In 1981, the term “The Sandwich Generation” was created by Dorothy Miller, referring to a part of the Baby Boomer generation who had their lives complicated by multiple responsibilities. Not only was this generation raising children of their own, but they also had the added responsibility of caring for aging parents. Adding to that difficulty was the new mobile generation. No longer were multi-generational families living in one home. Now it was very common for parents to have moved to a warmer climate, making family care even more difficult for the caregiver.
The Sandwich Generation Today
Things have changed since 1981. Traditional families at that time had a husband who worked outside the home and a wife and mother who stayed home to care for the home and the children. With a working husband, the stay-at-home wife and mother had time to help care for his or her elderly parents.
Over the years, there has been a large increase in the number of households that are headed by single woman. This means one woman caring for children and parents while trying to maintain a career. The result is little or no time for socializing and relaxation, with these women stressed out and exhausted.
And in the traditional household that still has a married couple and a working husband, many of the women are out in the workforce today. With increases in the cost of living, some married women do not have the option of staying home, with a second salary necessary to maintain the household. Children too young for school go to daycare. But the problem remains of how to provide care for the elderly.
Adding to the problem of the Sandwich Generation is that today, with all of the advances in health care, the older generation is living longer and healthier. In many, if not most cases, the need for 24-hour care or a skilled nursing home is not necessary. However, not needing all daycare does not mean that many elderly are capable of living totally on their own in their own homes. Concerns about health and safety still depend on the help from adult sons and daughters.

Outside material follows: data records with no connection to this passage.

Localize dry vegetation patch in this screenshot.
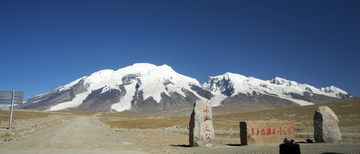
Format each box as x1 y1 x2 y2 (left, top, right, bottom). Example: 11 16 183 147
54 110 98 116
98 113 190 129
0 109 58 126
213 99 360 132
98 100 360 133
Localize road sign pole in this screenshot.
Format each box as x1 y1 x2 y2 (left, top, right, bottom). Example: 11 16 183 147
8 91 15 130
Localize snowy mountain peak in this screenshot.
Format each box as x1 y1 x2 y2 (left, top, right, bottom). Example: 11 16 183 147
320 86 347 96
45 63 205 112
270 77 299 87
202 73 352 106
20 63 358 114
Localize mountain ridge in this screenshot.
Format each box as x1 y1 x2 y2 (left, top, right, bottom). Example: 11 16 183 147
18 63 359 115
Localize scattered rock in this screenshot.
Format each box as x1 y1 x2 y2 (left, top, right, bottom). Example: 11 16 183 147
306 139 313 143
122 141 134 145
314 106 342 143
189 100 215 147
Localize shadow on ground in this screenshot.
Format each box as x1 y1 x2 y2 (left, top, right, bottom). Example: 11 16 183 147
170 144 191 147
226 144 244 146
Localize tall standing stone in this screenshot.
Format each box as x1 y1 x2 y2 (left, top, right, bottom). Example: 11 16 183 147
314 106 342 143
189 100 215 147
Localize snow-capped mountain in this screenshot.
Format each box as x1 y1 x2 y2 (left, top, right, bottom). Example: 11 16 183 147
18 63 358 115
203 73 358 109
19 63 209 113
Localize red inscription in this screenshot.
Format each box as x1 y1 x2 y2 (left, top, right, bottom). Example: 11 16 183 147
251 128 255 136
203 106 209 114
261 128 266 135
267 128 271 135
205 134 211 140
205 124 210 131
249 127 293 137
287 127 292 135
277 127 282 135
272 128 276 135
282 127 287 135
204 116 209 122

Balancing Roles and Responsibilities
Trying to balance home, work and parents is exhausting. Expecting a son or daughter to work a full time job, take care of children and a home, plus care for an elderly parent results in divided loyalties and stress. For the person trying to shoulder this burden, the result can be mental physical and emotional collapse.
There are options that some families try such as husband and wife working different shifts. And it is not unusual for a wife to totally give up their personal life by quitting her job to stay home and care for an elderly parent. The result is a caregiver who feels guilty because they cannot do everything: job, spouse, parent and child.
Adding to this problem is the fact that the parent may not live nearby. Trying to manage the care of an elderly parent when they live hundreds of miles away just adds to the stress. Assistance is needed.
Home Care Is a Solution
A solution is eldercare, using a home care company that can provide trained aides to care for the elderly person, whether that parent lives in their own home or with one of their children. Once a dialogue opens with a home care company, the caregiver learns there are many options for help.
The benefits of using a home care aide can be huge. No longer does the primary caregiver need to feel that she is neglecting her spouse and children. Knowing that the elderly parent is being properly cared for, the caregiver now has the time to spend with each family member, without feeling neglectful. The result is a happier and healthier family.
Another benefit could be improvement in the caregiver’s job performance. Without the worry, she can work on her career. And previously where only part-time work might have been an option, she can now work full-time providing the family the income it needs.
Having a home care aide also improves the caregiver’s social life as she now will have time to enjoy some recreational time without the feeling that she is not being a good child. She knows that her parent is in good hands and the result is less physical, mental and emotional stress.
The world has changed for the Sandwich Generation since the term was first coined. Family structures have changed. The cost of living has risen. And caregivers are torn in multiple directions. In the end, the caregiver may wonder if she is truly providing the help that the elderly parent really needs.
Making the decision to hire a home care aide is not an easy decision and should not be made lightly but the benefits can be immense. Not only will the parent receive the proper amount and type of care she needs, but the caregiver will now find life, in general, so much easier, as she no longer needs to balance to role of caregiver into her life.